As CEO and co-founder of Everloop, Hilary won the prestigious 2010 DEMOgod emerging technology award. (We worshipped her demigod-ability to appear radiantly cheerful fresh off the plane from Cali.) She has also won a Parent’s Choice Award and Edison Invention award and was listed as one of AlwaysOn’s Top 25 Women to Watch in Tech.
With issues of internet safety rising alongside increases in technology, Hilary and fellow mothers were concerned that kids be able to publish selectively – to share information with just soccer friends or gymnastics friends or friends on the football team, for instance.
As a mother of two with cousins on the opposite coast, she wanted to give her children a means to share photos, without having to share them across “everything.” She and co-f0unders Kim Bruce and Paige McCullough came up with the pre-Google circle concept of “loops” that did exactly that.
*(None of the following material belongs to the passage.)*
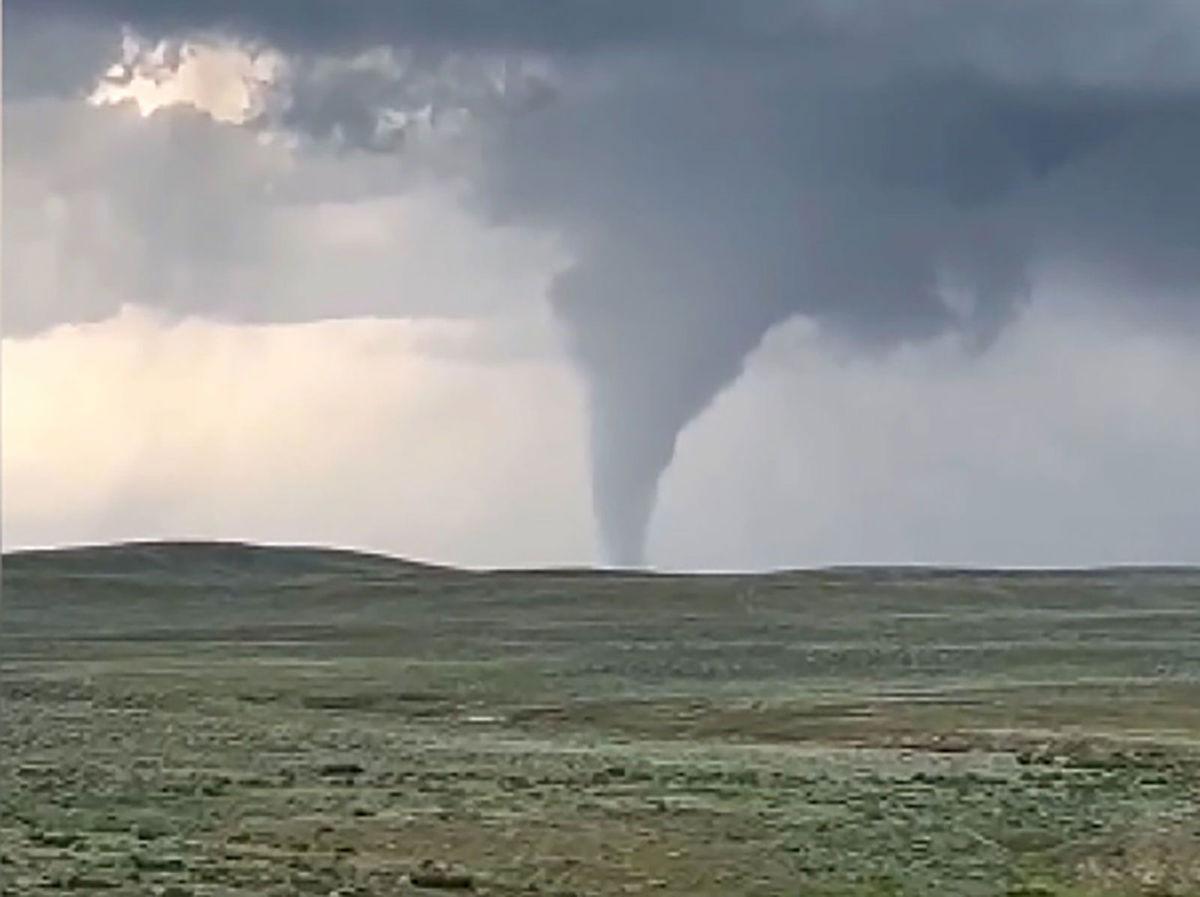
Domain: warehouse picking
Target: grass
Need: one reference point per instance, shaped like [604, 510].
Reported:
[228, 720]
By placing kids in different loops according to age and interest, Everloop allows a large range of users to safely populate and maximize the site, while also creating a space for parents.
We spoke with Hilary about trends in online social networking and parents’ role in helping their children navigate the online world:
Eight is the minimum age for Everloop?
It’s not—it’s interesting. It’s 15 and under. We initially thought to say eight because eight seems to be the year that, in school, kids start to formally express themselves with sentences. But what’s happening is that technology is scaling down so much—parents are giving their 2-year-olds iPads and saying, “Just play with this right now.” So these kids are so much more advanced.
We have a massive amount of kids now on it that are 11, 12, 13. I would have [thought that] those thirteen-year-olds are still on Facebook—what’s happening is that they’re doing both. Because of loops, you can have young kids and old kids. There’s a writing loop, right, for kids who love to write – well what happens is we populate different loops: you’re a girl and you’re 12; you’re a girl and you’re seven; you’re a boy and you’re 13.
We have dating loops now. The dating world has changed. Communication in kids is no longer what we’ve seen. We’re trying to keep kind of the youthfulness of it within the loops. [Kids] can give [each other] little gifts – we call them “goobs.” There’s this one that’s the kissy goob – that’s what girls now are sending boys. It’s innocent play. We’re bringing back the ability, again, to keep kids kids longer.
What are the staple features of the website?
Where we started as the social platform for tweens, we now are really the safe communication platform across all devices. It’s interesting because parents want—when their kids are on their cellphones, when their kids are using a tablet, when their kids are on other sites—to make sure that their kids are behaving in the way that they would be proud of them right because it’s a direct reflection of a parent and how you’ve raised your child if your child is swearing, text-talking negatively, cyberbullying…
Parents now are looking at us. [They] use Everloop because [they say] “Everloop is going to help me manage my children in the digital world so that I can be proud of them.”
[It’s] still the underlying social platform, but it’s taken on new meaning.
Parents can approve friend requests, yes? How do you navigate having parents “intrude” on this space?
It would be a horrible environment if you had your parents right there with you. We really think that there has to be a separation, and we want it to be a homebase for kids, but we also want it to be homebase for parents.
[My son] knows that online I have a presence, but he can still go do something—he knows that I’m at least aware. I’m not this blinders-on type of parent—you can’t be today. Kids are getting themselves into trouble and we’re seeing it on Everloop, kids are posting things they shouldn’t, but we block it. We block it before it can embarrass them on Facebook or get them in trouble.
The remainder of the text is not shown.